Menurut Pelaksana Tugas (Plt.) Deputi Bidang Modifikasi Cuaca, Tri Handoko Seto, BMKG telah menyusun sejumlah rekomendasi teknis untuk mengatasi masalah ini. Salah satunya adalah penerapan teknologi modifikasi cuaca untuk pengisian waduk di daerah yang rawan mengalami kekeringan saat musim kemarau. Selain itu, teknologi ini juga dapat membantu meningkatkan ketinggian muka air tanah pada daerah-daerah yang berpotensi terjadi kebakaran hutan dan lahan atau pada lahan gambut.
Menurut Seto, agar upaya modifikasi cuaca dapat efektif dan efisien dalam mengurangi potensi bencana kekeringan, BMKG berharap Kementerian Pekerjaan Umum dan Perumahan Rakyat serta Kementerian Pertanian dapat memastikan bahwa jaringan irigasi dari waduk ke kawasan yang terdampak kekeringan cukup kuat. Dengan demikian, mereka dapat bekerja sama untuk mencapai tujuan bersama secara sukses.

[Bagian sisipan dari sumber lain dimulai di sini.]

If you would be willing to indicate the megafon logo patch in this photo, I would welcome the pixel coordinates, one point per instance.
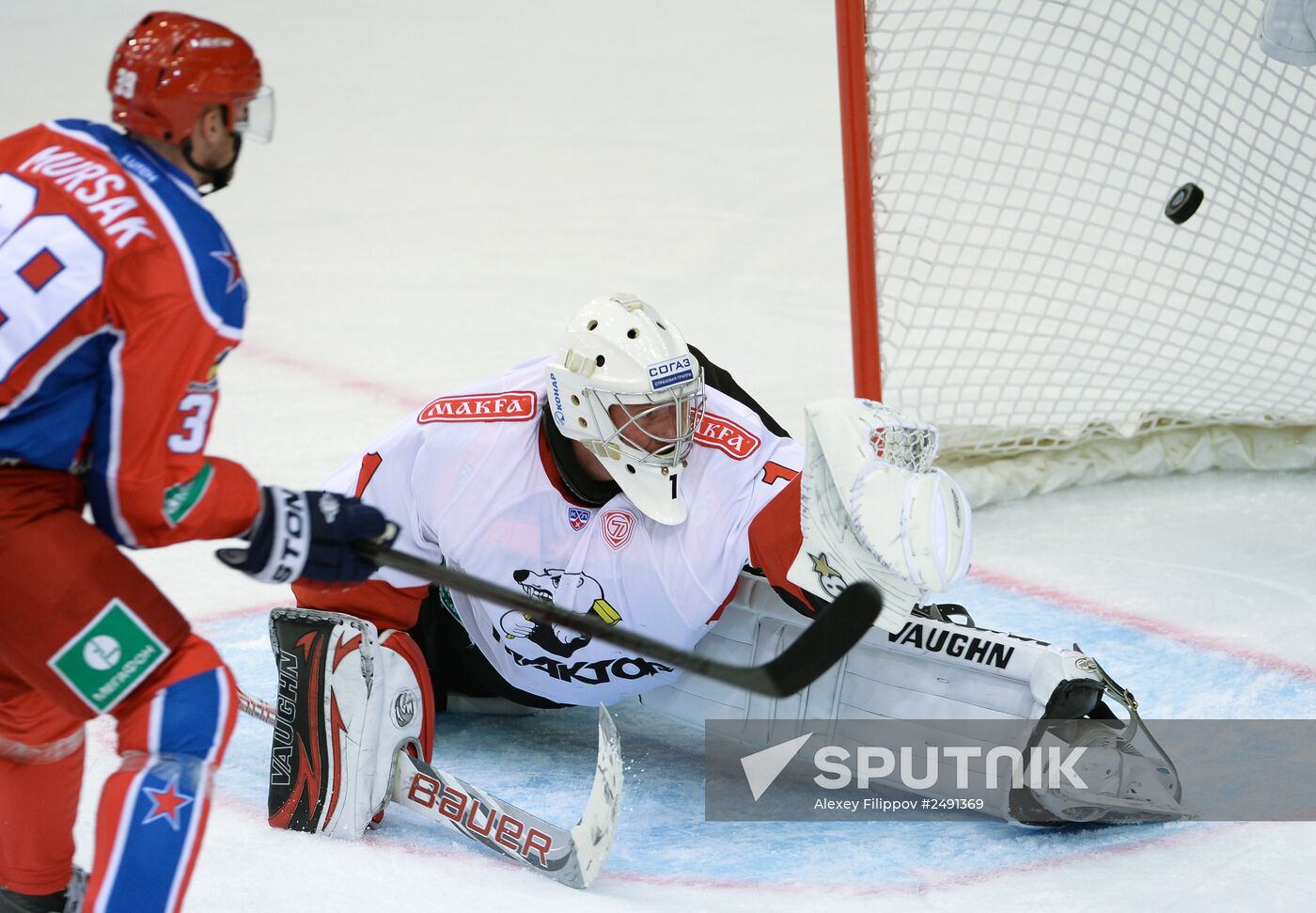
(727, 435)
(515, 405)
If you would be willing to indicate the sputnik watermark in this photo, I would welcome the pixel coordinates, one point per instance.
(1050, 767)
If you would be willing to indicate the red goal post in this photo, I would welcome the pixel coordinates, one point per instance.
(1013, 275)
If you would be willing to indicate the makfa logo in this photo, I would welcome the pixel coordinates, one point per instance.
(515, 405)
(727, 435)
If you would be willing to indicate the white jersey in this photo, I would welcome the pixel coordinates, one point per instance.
(471, 481)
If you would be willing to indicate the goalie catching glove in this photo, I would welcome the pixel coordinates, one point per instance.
(308, 536)
(874, 508)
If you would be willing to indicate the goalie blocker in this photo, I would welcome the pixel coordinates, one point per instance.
(351, 698)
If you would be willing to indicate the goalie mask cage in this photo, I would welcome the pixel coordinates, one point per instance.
(1013, 275)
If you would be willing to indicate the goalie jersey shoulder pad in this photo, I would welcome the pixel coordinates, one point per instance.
(470, 479)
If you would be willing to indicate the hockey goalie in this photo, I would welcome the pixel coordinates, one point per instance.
(628, 477)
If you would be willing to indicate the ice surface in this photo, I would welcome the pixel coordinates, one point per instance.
(447, 183)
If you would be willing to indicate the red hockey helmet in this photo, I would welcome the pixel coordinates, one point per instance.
(173, 66)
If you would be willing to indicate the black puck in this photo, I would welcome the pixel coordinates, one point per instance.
(1183, 203)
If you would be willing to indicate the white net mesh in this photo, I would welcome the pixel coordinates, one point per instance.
(1032, 292)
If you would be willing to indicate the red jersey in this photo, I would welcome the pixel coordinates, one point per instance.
(120, 295)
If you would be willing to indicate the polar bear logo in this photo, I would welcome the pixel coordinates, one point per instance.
(545, 586)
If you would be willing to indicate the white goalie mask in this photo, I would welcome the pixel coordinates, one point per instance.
(627, 387)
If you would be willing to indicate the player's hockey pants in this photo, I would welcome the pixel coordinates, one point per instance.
(63, 593)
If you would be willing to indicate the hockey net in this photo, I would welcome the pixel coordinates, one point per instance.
(1033, 300)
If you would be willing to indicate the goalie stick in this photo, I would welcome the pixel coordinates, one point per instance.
(572, 857)
(838, 628)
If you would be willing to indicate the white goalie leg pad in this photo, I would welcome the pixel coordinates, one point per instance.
(368, 695)
(874, 508)
(927, 669)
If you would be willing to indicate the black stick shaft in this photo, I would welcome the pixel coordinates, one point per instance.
(836, 629)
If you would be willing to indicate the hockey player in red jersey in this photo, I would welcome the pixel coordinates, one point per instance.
(120, 295)
(629, 478)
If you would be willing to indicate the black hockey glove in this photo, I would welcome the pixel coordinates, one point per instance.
(308, 534)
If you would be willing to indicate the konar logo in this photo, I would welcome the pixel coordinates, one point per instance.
(763, 767)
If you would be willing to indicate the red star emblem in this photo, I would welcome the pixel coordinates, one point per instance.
(227, 258)
(166, 803)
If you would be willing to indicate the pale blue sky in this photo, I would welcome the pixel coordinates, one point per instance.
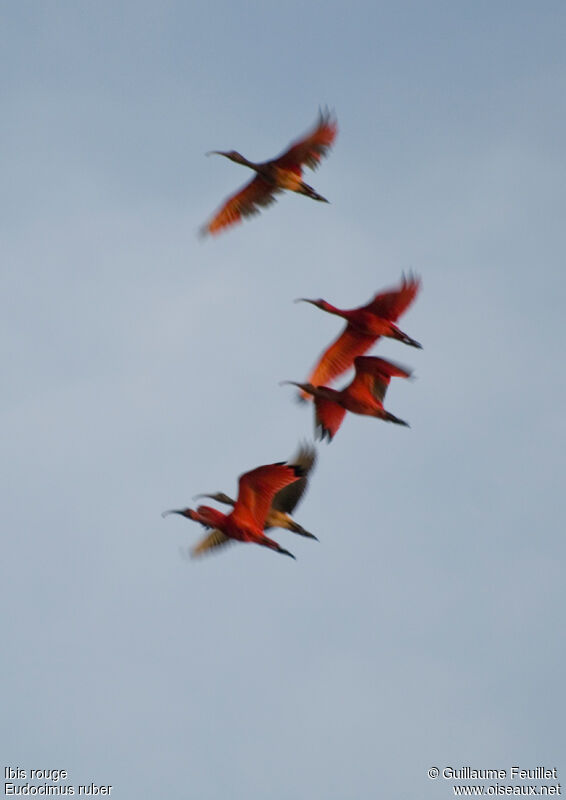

Dalam pertemuan terakhirnya, Kepala BMKG Dwikorita Karnawati mendorong pemerintah daerah untuk segera mengambil tindakan dalam memanfaatkan hujan yang masih turun atau musim transisi sebagai sumber air. Ini dapat dilakukan melalui berbagai cara seperti menggunakan tandon, embung, kolam retensi, sumur resapan, dan lainnya sebagai upaya untuk membantu mengurangi dampak dari kejadian ekstrem hidrometeorologi basah.
Dalam hal pertanian, pola dan waktu penanaman harus disesuaikan dengan iklim kering di wilayah yang terdampak. Untuk mengatasi ini, BMKG bekerjasama dengan Menteri Pertanian dan Gubernur Provinsi yang terkena dampak untuk menentukan langkah selanjutnya.
Menurut Dwikorita, BMKG berharap informasi peringatan dini tentang musim kemarau dapat dimanfaatkan secara efektif oleh pemerintah pusat dan daerah. Hal ini penting untuk meminimalisir dampak buruk yang mungkin terjadi.